Betrachtet man die Wahrnehmungsmuster zu Europa, lässt sich Picht zufolge eine extreme Polarisierung beobachten. Dieses "Vexierbild Europa" setze sich zusammen aus einem visionären Utopieansatz auf der einen und einem überaus negativen Stereotyp - europäische Verfilzung, Korruption und Skandale - auf der anderen Seite. Um diese Wahrnehmungsmuster zu ordnen, zieht Picht Jacques Delors' Konzeption eines "Europe Sociale" hinzu. Da die Legitimation der Europäischen Union nur auf Grundlage wirtschaftspolitischer und sozialer Kriterien funktioniere, hänge die künftige Tragfähigkeit der EU von der Fähigkeit der Mitgliedstaaten ab, einen europäischen Sozialvertrag zu gestalten und umzusetzen. Dieser müsse den hohen Anforderungen der Bürger an soziale Solidarität, Subsidiarität, Kohäsion und Wirtschaftswachstum gerecht werden. In einem dynamischen Lernprozess gelte es, eine neue Form der sozialen Marktwirtschaft in Europa zu errichten. Werde dies versäumt, drohten die allseits bekannten Gespenster aus ihren Verstecken hervor zu kommen: Eurosklerose, Populismus, Extremismus.
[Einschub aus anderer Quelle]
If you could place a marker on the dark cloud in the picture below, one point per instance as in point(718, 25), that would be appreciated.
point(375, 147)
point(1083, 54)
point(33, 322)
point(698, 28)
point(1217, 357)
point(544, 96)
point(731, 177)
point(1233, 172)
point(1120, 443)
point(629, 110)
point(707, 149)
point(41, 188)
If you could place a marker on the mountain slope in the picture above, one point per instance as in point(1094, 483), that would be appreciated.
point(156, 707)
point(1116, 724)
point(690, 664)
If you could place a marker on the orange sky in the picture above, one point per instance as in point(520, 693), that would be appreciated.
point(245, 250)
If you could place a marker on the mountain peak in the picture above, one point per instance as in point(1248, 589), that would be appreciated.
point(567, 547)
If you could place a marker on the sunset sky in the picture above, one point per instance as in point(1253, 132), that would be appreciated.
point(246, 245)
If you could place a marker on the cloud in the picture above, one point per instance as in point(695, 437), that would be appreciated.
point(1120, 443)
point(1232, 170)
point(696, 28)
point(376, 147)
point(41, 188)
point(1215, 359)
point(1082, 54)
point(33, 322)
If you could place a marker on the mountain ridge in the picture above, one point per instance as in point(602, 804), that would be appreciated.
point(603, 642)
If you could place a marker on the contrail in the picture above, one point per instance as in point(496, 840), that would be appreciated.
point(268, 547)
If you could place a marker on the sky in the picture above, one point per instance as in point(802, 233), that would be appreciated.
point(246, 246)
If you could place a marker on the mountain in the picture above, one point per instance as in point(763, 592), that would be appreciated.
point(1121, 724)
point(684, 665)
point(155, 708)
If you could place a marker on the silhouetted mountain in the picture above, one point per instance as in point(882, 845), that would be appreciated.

Doch welche Rolle kommt in diesem diffizilen, langwierigen Prozess der Identitätsbildung auf dem Weg zu einer europäischen Gesellschaft der jungen Generation Europas zu?

Trotz der Bereitschaft vieler junger Europäer zu lebenslangem Lernen, Mobilität, Flexibilität und Leistung sei bei vielen Jugendlichen, ebenso wie in anderen Teilen der Bevölkerung, eine Bedrohungsperzeption gegenüber Europa zu beobachten. Einer Abwendung von Europa könne nur durch eine Stärkung der lokalen Ebene als Bindeglied zwischen Europa und den Bürgern entgegen gewirkt werden. Gerade diese soziale Kohäsion "von unten" und die Einbettung in das lokale und regionale soziale Umfeld könnten zur Sinnstiftung und zur Stabilisierung beitragen. Nur so könne schließlich die junge Generation eine europäischen Identität entwickeln und ihr Potential zur Schaffung einer europäischen Gesellschaft voll entfalten.